Все остальное ведь в порядке. Рыбу он ловить будет и красный. И, может быть,
даже лучше, чем все черные.
– Ты ничего не понимаешь! Мальчишка! Глюпый!
Я отошел от разъяренного Кууля. «Ты-то что понимаешь? –
хотелось мне сказать ему. – Тебе лучше сказки детям рассказывать, чем
командовать флотилией».
Пришел Баулин и стал дико хохотать. С ним действительно чуть
удар не случился. Он стал красным, как сейнер.
– Автобус, – шептал он. – Типичный автобус.

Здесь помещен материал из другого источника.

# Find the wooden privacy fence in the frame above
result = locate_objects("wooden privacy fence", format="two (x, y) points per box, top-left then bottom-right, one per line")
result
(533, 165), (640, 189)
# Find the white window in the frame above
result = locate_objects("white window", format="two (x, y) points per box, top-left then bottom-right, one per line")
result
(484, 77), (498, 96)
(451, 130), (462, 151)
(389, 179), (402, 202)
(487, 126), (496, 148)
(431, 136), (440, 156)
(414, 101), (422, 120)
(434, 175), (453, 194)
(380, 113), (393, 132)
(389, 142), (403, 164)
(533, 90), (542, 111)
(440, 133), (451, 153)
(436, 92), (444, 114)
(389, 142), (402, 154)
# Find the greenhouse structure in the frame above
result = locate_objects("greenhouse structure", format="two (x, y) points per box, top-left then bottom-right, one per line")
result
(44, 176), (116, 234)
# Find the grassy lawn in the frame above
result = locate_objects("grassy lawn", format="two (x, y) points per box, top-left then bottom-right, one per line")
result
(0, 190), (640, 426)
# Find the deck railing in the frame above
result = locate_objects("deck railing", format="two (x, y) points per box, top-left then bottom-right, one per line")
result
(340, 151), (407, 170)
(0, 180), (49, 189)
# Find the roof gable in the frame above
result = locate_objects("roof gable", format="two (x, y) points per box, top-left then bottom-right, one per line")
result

Сейнер все-таки пришлось перекрашивать заново. Потом нас
послали в парники чинить рамы, так как еще в школе мы получили квалификацию плотников
3-го разряда.
***
С нами стали здороваться каменщики, рыбаки и овощеводы. Это
было приятно. Мне почему-то было приятно работать в колхозе где попало; и
красить, и ломать стены, и чинить парниковые рамы, и даже, черт побери, класть
кирпичи на ленту транспортера. Гораздо приятней было работать в колхозе, чем в
школе на уроках труда. Может быть, это потому, что здесь тебе не вкручивают
день-деньской, что ты должен развивать в себе трудовые навыки.
***
Нестерпимыми были вечера. Алик все стучал на машинке. Юрка
каждый вечер писал письма Линде. Иногда мы болтали. Так, на разные темы, как
всегда.
Попозже шли в клуб, смотрели старые фильмы с субтитрами на
эстонском языке.
После кино в клубе немного танцевали. Я тоже танцевал с
Ульви. Мне скучно было танцевать, и я все уговаривал ее: пойдем погуляем. Но
она не шла, и я уходил один.
Я попадал в ночь и оставался наедине сам с собой. Я мог бы
остаться там, где светло, или пойти в кофик или на берег, где все-таки видны
огоньки проходящих судов, но я сознательно уходил в самые темные улицы, а из
них в лес. Садился на мокрые листья в кромешной тьме. Надо мной все шумело, а
вокруг слабо шуршала тишина. Я думал, что здесь меня может кто-нибудь довольно
легко сожрать. Я сознательно вызывал страх, чтобы не сидеть тут в одиночестве.
Страх появлялся и уходил, и меня охватывала тоска, а потом злоба, презрение и
еще что-то такое, от чего приходилось отмахиваться.
Я ни о чем не вспоминал, но все равно возникала Галя. Она
шла, светлая, легкая, золотистая – мой мрак. Я думал о том, что она сейчас
в Ленинграде и с ним и, неверное, останется с ним навсегда, что он, должно
быть, действительно такой, как она говорила, а я ничтожество. Я думал о себе.
Что же я значу? Него я хочу? Неужели ничего не значу, неужели ничего не хочу?
Неужели предел моих мечтаний – стойка бара и блеск
вокруг? Игрушечный мир под нарисованными звездами? Вся моя смелость здесь?
Рок-н-ролл? Чарльстон?
Липси? Запах коньяка и кофе? Лимон? Сахарная пудра? Вся моя
смелость… Орел или решка? Жизнь – это партия покера? А флешь-рояль у
других?
Нет, черт вас возьми, корифеи, я знаю, чего я хочу. Вернее,
я чувствую, что где-то во мне сидит это знание. Я до него доберусь!
Когда-нибудь я до наго доберусь, но когда? Может быть, к старости, годам к
сорока? я уже что-то нащупываю. Красить все красным? Бить ломом в старые
кирпичи? Что-то чинить? Класть кирпичи на ленту, в конце концов? Это, но это не
все. Главное прячется где-то во мне. Галя, с тобой мне было легко. С тобой я
ничего не боялся и ни о чем не думал. Где ты, мой мрак, тоска моя? Легкая и
золотистая… Дрянь проклятая, не попадайся мне на глаза!
Мокрые листья прилипали к штанам и рукам. Все было мокрым в
этом осеннем лесу. Я был весь мокрым. Лицо мое было мокрым. Спички, к счастью,
не мокрые. Я закуривал и курил десять штук, не вставая с места, одну за другой.